Someone I knew a few years ago, and reconnected with on Facebook posted this recently, and when I saw it, I had one of my Aha! moments. Of all of the descriptions I’ve seen, this one gives the best explanation I’ve seen for what I’ve learned works for me. 

The environment in which we met and worked together wasn’t one which found anyone engaged in discussions of what I would consider a deeply personal nature.  Our focus, at the time, was on supporting our kids through fund raisers and band competitions. 

Before I take a side trip down memory lane, I’m going to try to get to the point of tonight’s post. 

More and more as I reconnect with people from my past who left a mark on me which causes me to pause and just feel the goodness of the mark they left, the more people I’m finding, some of them, quite unexpected, who have found the deeply personal, unique combination of choices which make up their own solo spiritual path. 

Some, like me, spent a lot of years drifting along, feeling like a misfit in the midst of people who were deeply involved in a journey which included membership in a particular religious community.  Others seem to have taken their differentness and found that solo path much sooner.  As the years have gone by, either society as a whole has become more tolerant of those who neither want nor require affiliation with an organized religious group, or those people have just become numerous enough make the stigma less noticeable. 

I have many friends who still follow the religion of their parents, and find both joy and comfort in belonging to that community.  The difference is, where my experience in the past was that most of those people believed that theirs was the only one, true way, I’m finding that most are a lot more open minded and tolerant now. 

I’m not saying that there are no longer those who do believe in the one, true way.  Instead, I’m seeing a lot more tolerance, at least around the people I know and associate with regularly.  I would like to believe that such tolerance is growing, as it would make for a much kinder world in the long run.  I know, though, that it is a rather drastic change to the world as we know it, and not everyone tolerates such a change gracefully.

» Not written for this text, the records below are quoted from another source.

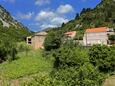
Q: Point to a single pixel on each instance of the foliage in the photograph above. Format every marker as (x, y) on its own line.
(112, 37)
(7, 50)
(25, 65)
(24, 47)
(103, 57)
(52, 41)
(72, 66)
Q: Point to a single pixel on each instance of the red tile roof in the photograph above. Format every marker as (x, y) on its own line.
(70, 33)
(100, 29)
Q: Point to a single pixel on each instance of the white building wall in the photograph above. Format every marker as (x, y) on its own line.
(95, 38)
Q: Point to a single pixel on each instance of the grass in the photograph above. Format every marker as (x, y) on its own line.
(25, 65)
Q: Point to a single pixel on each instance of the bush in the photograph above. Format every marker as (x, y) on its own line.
(23, 47)
(103, 57)
(52, 41)
(69, 55)
(72, 67)
(7, 50)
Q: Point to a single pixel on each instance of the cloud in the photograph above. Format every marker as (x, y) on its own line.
(45, 26)
(65, 9)
(25, 15)
(45, 15)
(50, 19)
(55, 18)
(10, 1)
(42, 2)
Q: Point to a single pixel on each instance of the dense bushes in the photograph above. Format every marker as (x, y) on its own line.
(103, 57)
(52, 41)
(7, 50)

I would like to believe that education helps to increase peoples’ tolerance of differences, rationalizing that the more you know, the more you realize how many belief patterns there can be, and the more you understand that everyone has to find their own way.  But I don’t think it is education alone which teaches people tolerance.  Acquiring that education might expose a person to more diversity than if they were to grow up and never leave the small, insular neighborhood where they grew up.  But just exposing people to diversity will not ensure that they learn tolerance. 

This post took a rather different direction than I was intending, and may seem a little preachy and dry to some, but what I’m trying to communicate, albeit rather poorly, is that more and more, I am pleasantly surprised to find that people with whom I interact, both directly and via the social networks are, more often than not, embracing their personal Spirituality as its own, unique being, either with or without association with an organized religion.  Those who continue to practice their religious beliefs as well, tend, more often than not, to be a lot more accepting of those of us who walk the solo path. 

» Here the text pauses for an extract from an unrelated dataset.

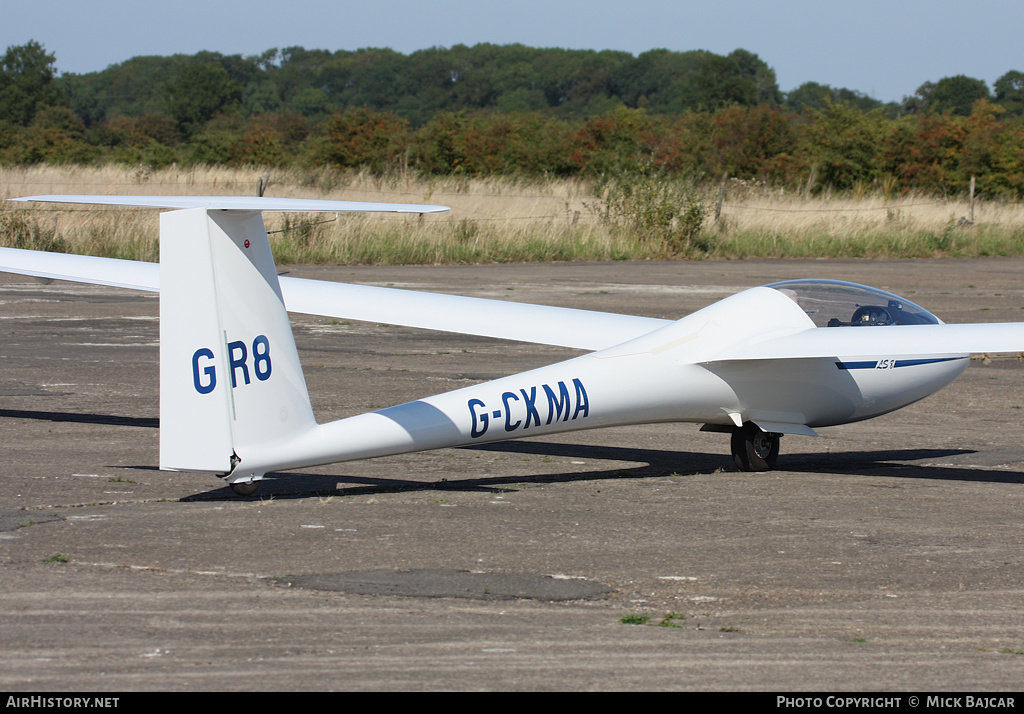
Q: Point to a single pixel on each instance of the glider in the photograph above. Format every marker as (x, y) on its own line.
(782, 359)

Even if this change was isolated to only the people with whom I interact, I would still consider it a beautiful and welcome evolution, but words I hear, things I see and examples which are being set, quite often, by our young people, assures me that where there truly is religious freedom, people are learning to follow their hearts, and accept the right of those around them to do the same.

Though the news is still filled with dramatic examples of man’s inhumanity to man, those attention grabbing events are, from where I sit, far outweighed by even more significant examples of  of man’s humanity to man, to Earth, and to all with whom we humans share this planet.

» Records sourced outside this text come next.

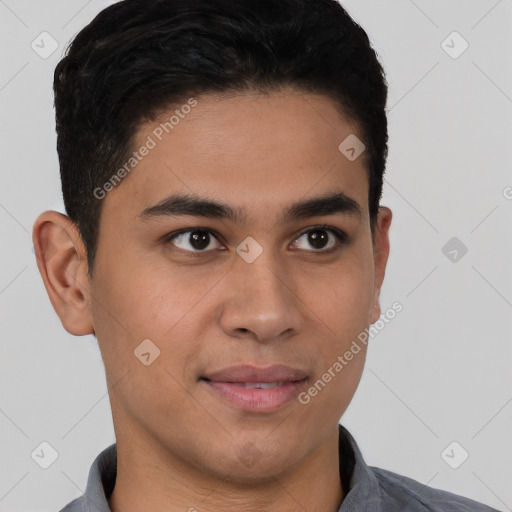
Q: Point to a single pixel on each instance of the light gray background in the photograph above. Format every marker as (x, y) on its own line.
(439, 372)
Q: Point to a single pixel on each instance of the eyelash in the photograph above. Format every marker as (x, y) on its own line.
(341, 238)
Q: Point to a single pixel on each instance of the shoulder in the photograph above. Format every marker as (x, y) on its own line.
(77, 505)
(410, 495)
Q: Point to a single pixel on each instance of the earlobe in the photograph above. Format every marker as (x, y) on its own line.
(380, 253)
(61, 261)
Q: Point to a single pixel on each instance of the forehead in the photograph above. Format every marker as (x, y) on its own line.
(250, 149)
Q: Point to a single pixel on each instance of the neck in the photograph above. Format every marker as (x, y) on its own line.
(148, 478)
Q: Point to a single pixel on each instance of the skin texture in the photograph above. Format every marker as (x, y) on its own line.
(181, 446)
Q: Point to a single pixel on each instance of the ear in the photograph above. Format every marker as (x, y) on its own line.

I admit that I don’t watch the news any more, but not because I want to put my head in the sand.  Quite the contrary.  I don’t watch the news because I prefer to focus my energy on celebrating the goodness, the kindness and the love instead of wasting a single second being horrified by the acts of a small percentage of our population and giving them the energy to perpetuate their aberrant behavior.

To quote the late John Lennon:  “you may say I’m a dreamer, but I’m not the only one.”  Perhaps we might still see the world as he imagined it come to pass in our lifetime.  I see no reason to lose hope.

My gratitudes tonight are;
1. I am grateful for the progress I’m making while following my new routine.
2. I am grateful for the ideas which are shared with me every day.  So many bring joy to my heart.
3. I am grateful for the good news about Patches’ blood tests.  She’s remarkably healthy for a 17 year old cat!
4. I am grateful that my ear is starting to unclog for a few seconds at a time without having to fiddle with it to clear the fluid.
5. I am grateful for the flow of ideas which I enjoy, despite my now solo career.